For those of us working in the arena of revitalization and renewal those are wise words. May they be taken to heart and may our journey be as rewarding for the cause of Christ and the local church.

4 comments (Add your own)

1. Mel Schell wrote:
I think this is an excellent analogy that you have used with Nelson Mandela. Because I am 75 years old and just getting involved in this church revitalization ministry I can especially appreciate your comments on the value of experience to those who enter into this challenging work.
Keep battling on my dear brother! Church revitalizers are very special warriors. We run with patience the race that is set before (Heb. 12:1,2) us carrying the full armour of God. (Eph. 6:10-18)

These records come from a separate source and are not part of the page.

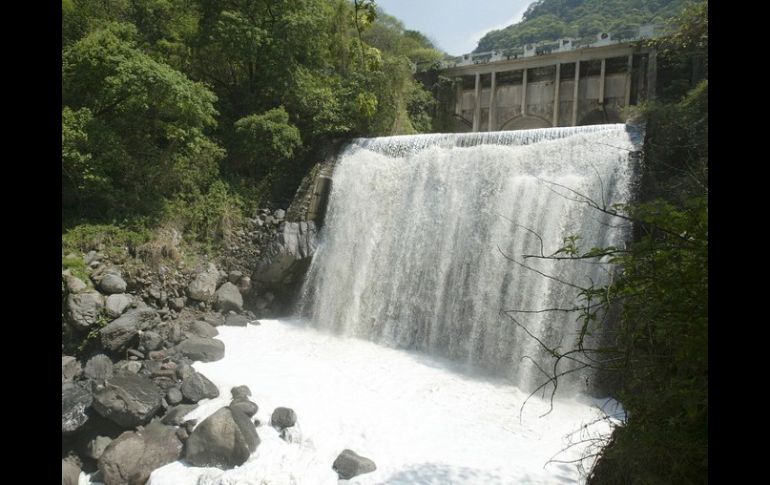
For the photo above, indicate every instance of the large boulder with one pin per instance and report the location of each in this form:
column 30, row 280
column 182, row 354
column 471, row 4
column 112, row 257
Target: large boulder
column 70, row 472
column 74, row 402
column 132, row 456
column 112, row 283
column 283, row 418
column 70, row 368
column 98, row 367
column 128, row 400
column 229, row 298
column 203, row 287
column 349, row 464
column 202, row 349
column 119, row 333
column 224, row 440
column 84, row 309
column 197, row 387
column 117, row 304
column 288, row 255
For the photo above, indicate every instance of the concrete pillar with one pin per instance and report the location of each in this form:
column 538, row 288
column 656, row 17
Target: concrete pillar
column 524, row 94
column 477, row 104
column 601, row 81
column 575, row 93
column 652, row 74
column 556, row 86
column 492, row 125
column 629, row 72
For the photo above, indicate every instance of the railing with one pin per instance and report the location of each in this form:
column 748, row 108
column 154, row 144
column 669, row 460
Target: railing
column 549, row 47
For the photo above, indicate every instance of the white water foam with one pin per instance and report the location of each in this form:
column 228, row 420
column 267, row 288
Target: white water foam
column 422, row 419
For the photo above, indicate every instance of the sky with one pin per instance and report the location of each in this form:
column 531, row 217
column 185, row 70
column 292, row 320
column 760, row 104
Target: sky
column 455, row 26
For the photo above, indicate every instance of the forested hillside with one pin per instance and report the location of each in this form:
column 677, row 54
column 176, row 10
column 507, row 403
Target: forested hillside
column 548, row 20
column 187, row 110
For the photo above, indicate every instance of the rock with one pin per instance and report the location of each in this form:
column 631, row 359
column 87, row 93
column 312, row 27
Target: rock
column 120, row 332
column 204, row 285
column 234, row 276
column 203, row 329
column 349, row 464
column 175, row 416
column 244, row 285
column 234, row 320
column 283, row 418
column 128, row 400
column 74, row 402
column 70, row 368
column 95, row 448
column 224, row 440
column 229, row 298
column 132, row 456
column 245, row 406
column 174, row 396
column 70, row 472
column 84, row 309
column 202, row 349
column 150, row 340
column 239, row 392
column 112, row 283
column 75, row 284
column 197, row 387
column 98, row 367
column 288, row 255
column 177, row 303
column 291, row 435
column 117, row 304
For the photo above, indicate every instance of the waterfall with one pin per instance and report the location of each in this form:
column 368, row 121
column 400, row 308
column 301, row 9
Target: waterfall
column 425, row 240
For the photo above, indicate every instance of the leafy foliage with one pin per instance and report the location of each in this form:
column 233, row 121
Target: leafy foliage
column 549, row 20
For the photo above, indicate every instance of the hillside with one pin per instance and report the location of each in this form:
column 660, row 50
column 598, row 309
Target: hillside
column 547, row 20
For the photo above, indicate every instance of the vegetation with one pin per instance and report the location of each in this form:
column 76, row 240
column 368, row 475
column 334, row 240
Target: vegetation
column 582, row 20
column 192, row 112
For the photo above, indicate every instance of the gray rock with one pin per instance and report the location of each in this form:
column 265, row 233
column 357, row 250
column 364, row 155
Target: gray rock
column 245, row 406
column 349, row 464
column 117, row 304
column 175, row 416
column 224, row 440
column 234, row 276
column 119, row 333
column 95, row 448
column 287, row 256
column 132, row 456
column 74, row 402
column 98, row 367
column 75, row 284
column 128, row 400
column 244, row 285
column 283, row 418
column 229, row 298
column 84, row 309
column 174, row 396
column 291, row 435
column 204, row 285
column 234, row 320
column 202, row 349
column 150, row 340
column 203, row 329
column 112, row 283
column 177, row 303
column 70, row 368
column 70, row 472
column 197, row 387
column 239, row 392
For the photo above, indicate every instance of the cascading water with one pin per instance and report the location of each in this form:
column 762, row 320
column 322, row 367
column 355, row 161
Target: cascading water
column 425, row 238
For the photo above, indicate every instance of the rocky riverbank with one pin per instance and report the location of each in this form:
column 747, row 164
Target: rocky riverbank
column 133, row 325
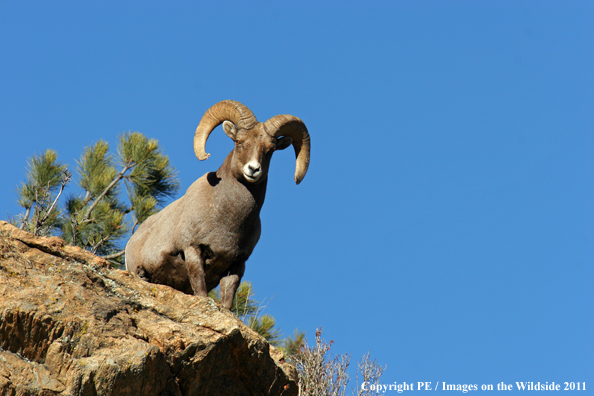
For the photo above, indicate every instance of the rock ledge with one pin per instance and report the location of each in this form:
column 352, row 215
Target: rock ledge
column 71, row 325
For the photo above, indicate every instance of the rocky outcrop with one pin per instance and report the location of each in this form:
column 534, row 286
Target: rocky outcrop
column 71, row 325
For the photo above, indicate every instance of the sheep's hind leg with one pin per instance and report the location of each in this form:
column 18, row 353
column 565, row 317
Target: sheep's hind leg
column 195, row 266
column 229, row 284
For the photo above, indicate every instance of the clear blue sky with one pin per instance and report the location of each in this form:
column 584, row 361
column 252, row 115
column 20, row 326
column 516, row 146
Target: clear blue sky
column 446, row 223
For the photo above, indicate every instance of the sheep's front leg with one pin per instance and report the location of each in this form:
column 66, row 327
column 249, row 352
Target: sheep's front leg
column 230, row 283
column 195, row 266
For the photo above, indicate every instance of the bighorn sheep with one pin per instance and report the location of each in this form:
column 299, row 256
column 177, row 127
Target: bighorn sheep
column 206, row 236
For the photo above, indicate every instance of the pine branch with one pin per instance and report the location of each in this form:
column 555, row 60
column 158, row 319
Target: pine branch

Mon, December 9, 2013 @ 4:11 PM

2. Sherman Smith wrote:
Tom, Great insights! Thanks for using a current event, a modern day icon to encourage and motivate. I can clearly see why God has put you in the place of leading the revitalization movement. May the Lord continue to use your gifts for His Glory! I pray your word on forgiving others will be heard!

Blessed by you....Bro. Sherman

Tue, December 10, 2013 @ 8:53 AM

3. Rodney Harrison wrote:
Your post is right on target. I truly believe God is looking to raise up a generation of church revitalizers who embody these characteristics. The hope of Revelation 2 & 3 is corrective change is possible, and that God often uses unlikely individuals to bring about that change.

Tue, December 10, 2013 @ 11:33 AM

4. James wrote:
I have come to expect nothing more than excellence form one who is becoming the "Father of the Church Revitalization Movement!" Spot on with the lessons and timely to say the lease. I look forward to your weekly blogs. Stay the course.